When I got it home, I gently vacuumed it to get the dust off and damp wiped it ever so carefully. One look and I knew right where it would go.  In one of my reading corners...Hung it.  Now I'm off, what can I add.  I had a little shelf on the opposite wall and started walking around the house when I remember a tea cup and saucer that I bought a month ago at Home Goods...be still my heart.  The tea set is black and white.It has the same lines as is in the painting and the saucer is black polka dots.. are you kidding me.  Big smile.  Then I ran up to my office to find the print of Van Gogh that I took while in France in May.  Found the perfect black and gold frame, on the shelf it went.  A can of tea, from Paris, that my sister-in -law gave me for my birthday. Wonderful.  A Van Gogh can from my trip to Belgium and finally an olive oil bottle that I found years ago at another thrift store, from Provence.  I was amazed and so delighted.

I had a doll in my rocking chair that sits under this painting.  I almost gave her away a few weeks ago but I am so glad I didn't...Madeline, the doll full of adventures at the Eiffel Tower now sits there, leaning against a pill from my guest bedroom...that is says La Belle Vie, "a beautiful life", and on most days, like this one, that is what I have...a beautiful life.

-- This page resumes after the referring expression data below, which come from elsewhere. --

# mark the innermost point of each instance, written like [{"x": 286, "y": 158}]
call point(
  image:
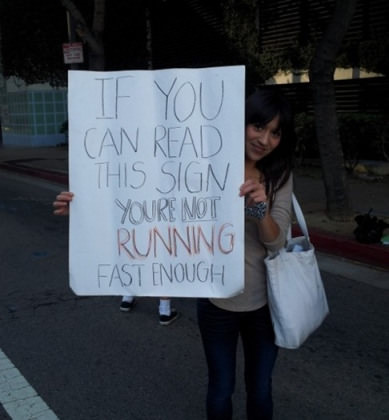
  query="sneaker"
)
[
  {"x": 168, "y": 319},
  {"x": 127, "y": 306}
]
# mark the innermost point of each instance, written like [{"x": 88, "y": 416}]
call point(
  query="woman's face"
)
[{"x": 261, "y": 140}]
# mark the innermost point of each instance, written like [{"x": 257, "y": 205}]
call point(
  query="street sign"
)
[{"x": 73, "y": 53}]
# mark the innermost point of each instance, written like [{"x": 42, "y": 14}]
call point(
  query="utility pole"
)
[{"x": 3, "y": 91}]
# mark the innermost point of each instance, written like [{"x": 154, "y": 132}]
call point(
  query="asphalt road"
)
[{"x": 87, "y": 360}]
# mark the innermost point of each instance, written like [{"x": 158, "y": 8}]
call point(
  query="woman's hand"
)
[
  {"x": 61, "y": 203},
  {"x": 254, "y": 190}
]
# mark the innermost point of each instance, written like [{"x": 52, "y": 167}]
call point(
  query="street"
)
[{"x": 87, "y": 360}]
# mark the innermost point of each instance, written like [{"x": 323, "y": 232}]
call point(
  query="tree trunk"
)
[
  {"x": 93, "y": 37},
  {"x": 321, "y": 75}
]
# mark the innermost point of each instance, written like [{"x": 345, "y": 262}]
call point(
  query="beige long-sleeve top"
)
[{"x": 254, "y": 295}]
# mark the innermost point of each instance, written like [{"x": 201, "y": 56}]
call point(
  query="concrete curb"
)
[{"x": 375, "y": 255}]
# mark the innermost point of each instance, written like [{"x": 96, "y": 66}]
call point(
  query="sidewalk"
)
[{"x": 334, "y": 238}]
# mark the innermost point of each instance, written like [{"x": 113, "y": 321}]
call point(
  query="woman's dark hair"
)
[{"x": 262, "y": 106}]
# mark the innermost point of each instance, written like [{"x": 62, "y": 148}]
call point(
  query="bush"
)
[{"x": 361, "y": 136}]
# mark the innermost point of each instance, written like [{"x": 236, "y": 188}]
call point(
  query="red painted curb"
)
[{"x": 371, "y": 254}]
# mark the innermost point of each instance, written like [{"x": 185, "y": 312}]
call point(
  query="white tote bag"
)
[{"x": 296, "y": 295}]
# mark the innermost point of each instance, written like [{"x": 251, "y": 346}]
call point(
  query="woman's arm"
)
[{"x": 257, "y": 202}]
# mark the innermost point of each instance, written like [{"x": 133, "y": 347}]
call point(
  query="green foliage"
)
[
  {"x": 32, "y": 34},
  {"x": 374, "y": 55},
  {"x": 361, "y": 136}
]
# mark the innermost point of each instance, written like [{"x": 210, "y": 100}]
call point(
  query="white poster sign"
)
[{"x": 156, "y": 162}]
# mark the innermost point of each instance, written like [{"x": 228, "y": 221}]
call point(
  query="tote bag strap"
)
[{"x": 300, "y": 216}]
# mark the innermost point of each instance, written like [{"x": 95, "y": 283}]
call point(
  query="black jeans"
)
[{"x": 220, "y": 330}]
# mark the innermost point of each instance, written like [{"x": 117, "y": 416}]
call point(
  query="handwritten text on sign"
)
[{"x": 156, "y": 161}]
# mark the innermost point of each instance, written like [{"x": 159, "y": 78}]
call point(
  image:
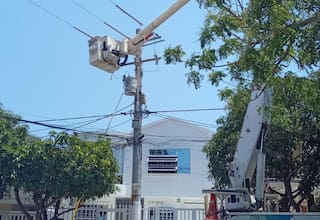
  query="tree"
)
[
  {"x": 61, "y": 166},
  {"x": 249, "y": 42},
  {"x": 259, "y": 43},
  {"x": 11, "y": 135}
]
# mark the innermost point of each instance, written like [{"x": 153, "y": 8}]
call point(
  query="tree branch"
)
[
  {"x": 309, "y": 20},
  {"x": 276, "y": 192},
  {"x": 231, "y": 12},
  {"x": 25, "y": 212}
]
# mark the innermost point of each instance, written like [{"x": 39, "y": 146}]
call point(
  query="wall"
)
[{"x": 172, "y": 134}]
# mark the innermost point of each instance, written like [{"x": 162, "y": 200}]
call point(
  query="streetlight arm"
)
[{"x": 135, "y": 43}]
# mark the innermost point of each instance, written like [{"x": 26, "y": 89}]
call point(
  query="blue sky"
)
[{"x": 45, "y": 70}]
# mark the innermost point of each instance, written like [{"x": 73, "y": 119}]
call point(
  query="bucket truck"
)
[
  {"x": 105, "y": 52},
  {"x": 248, "y": 157}
]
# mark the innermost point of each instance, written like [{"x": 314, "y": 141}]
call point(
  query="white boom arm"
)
[
  {"x": 136, "y": 42},
  {"x": 105, "y": 52},
  {"x": 249, "y": 144}
]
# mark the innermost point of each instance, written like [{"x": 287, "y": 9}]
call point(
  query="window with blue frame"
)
[{"x": 174, "y": 160}]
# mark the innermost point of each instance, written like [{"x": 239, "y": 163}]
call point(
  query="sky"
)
[{"x": 45, "y": 70}]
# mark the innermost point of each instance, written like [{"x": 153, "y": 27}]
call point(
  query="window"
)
[{"x": 169, "y": 161}]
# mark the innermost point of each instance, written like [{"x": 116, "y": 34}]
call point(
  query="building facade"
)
[{"x": 173, "y": 163}]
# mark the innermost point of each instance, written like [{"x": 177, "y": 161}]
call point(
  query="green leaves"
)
[
  {"x": 262, "y": 39},
  {"x": 174, "y": 55},
  {"x": 54, "y": 168}
]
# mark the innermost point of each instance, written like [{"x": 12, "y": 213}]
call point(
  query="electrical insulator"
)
[{"x": 130, "y": 85}]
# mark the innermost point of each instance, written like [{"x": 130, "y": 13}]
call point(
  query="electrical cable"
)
[
  {"x": 61, "y": 127},
  {"x": 185, "y": 120},
  {"x": 115, "y": 110},
  {"x": 59, "y": 18},
  {"x": 186, "y": 110},
  {"x": 127, "y": 13},
  {"x": 99, "y": 18}
]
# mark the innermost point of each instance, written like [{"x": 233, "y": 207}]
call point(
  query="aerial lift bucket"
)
[{"x": 212, "y": 213}]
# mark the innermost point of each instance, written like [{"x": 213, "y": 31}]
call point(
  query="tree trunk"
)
[
  {"x": 289, "y": 193},
  {"x": 17, "y": 196},
  {"x": 56, "y": 209}
]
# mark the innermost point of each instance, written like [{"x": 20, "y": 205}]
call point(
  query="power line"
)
[
  {"x": 187, "y": 110},
  {"x": 59, "y": 127},
  {"x": 185, "y": 120},
  {"x": 98, "y": 17},
  {"x": 127, "y": 13},
  {"x": 59, "y": 18}
]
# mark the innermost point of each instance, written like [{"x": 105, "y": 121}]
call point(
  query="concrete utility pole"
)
[
  {"x": 105, "y": 54},
  {"x": 135, "y": 213}
]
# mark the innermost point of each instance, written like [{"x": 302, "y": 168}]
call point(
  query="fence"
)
[
  {"x": 161, "y": 213},
  {"x": 152, "y": 213}
]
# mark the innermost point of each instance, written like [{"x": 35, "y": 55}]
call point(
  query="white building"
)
[{"x": 173, "y": 163}]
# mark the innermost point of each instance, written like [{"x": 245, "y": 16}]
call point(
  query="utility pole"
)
[
  {"x": 135, "y": 213},
  {"x": 105, "y": 53}
]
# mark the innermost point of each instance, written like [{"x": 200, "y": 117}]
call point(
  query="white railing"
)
[{"x": 160, "y": 213}]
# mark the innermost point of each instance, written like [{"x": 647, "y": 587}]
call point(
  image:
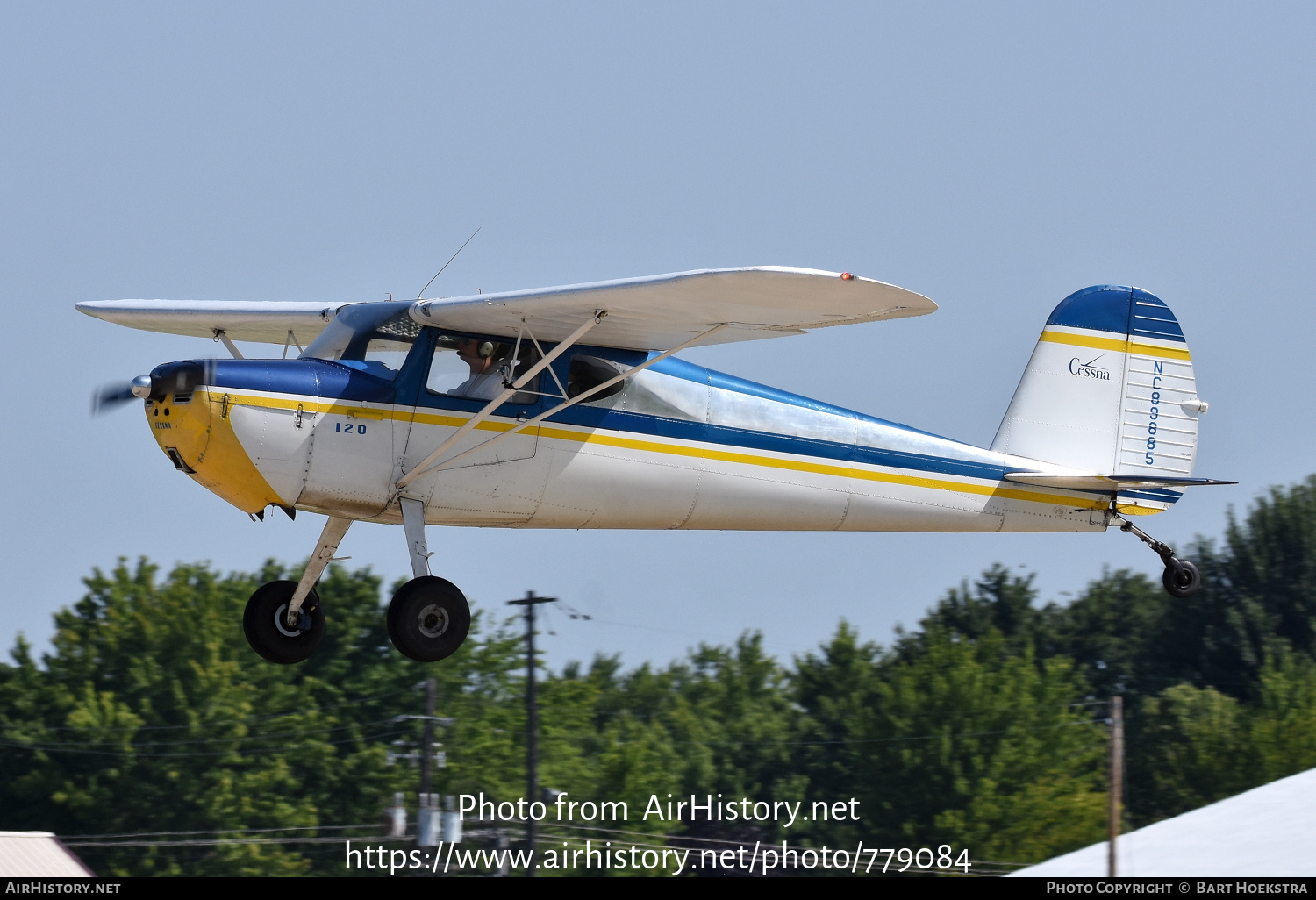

So this is what my little reading corner looks like now..I just love it.  The painting brightened up that corner and now when I sit and have tea, I turn the fire on, gather my book and red comfy polar fleece fuzzy, and I can sometimes take myself back to one of my favorite places. Paris. When I come down the stairs from the second floor, I just love seeing this when I turn the corner.  Such a small change, for such a great price, wabi sabi for sure but with lots of character and charm. It just brings a smile to my face each time I see it.  I hope that, in the event I'm wrong about heaven, and we really do come back in another life, I would love to come back like the woman in that photo..ah to be a bit sassy...and enjoy it.  au revoir.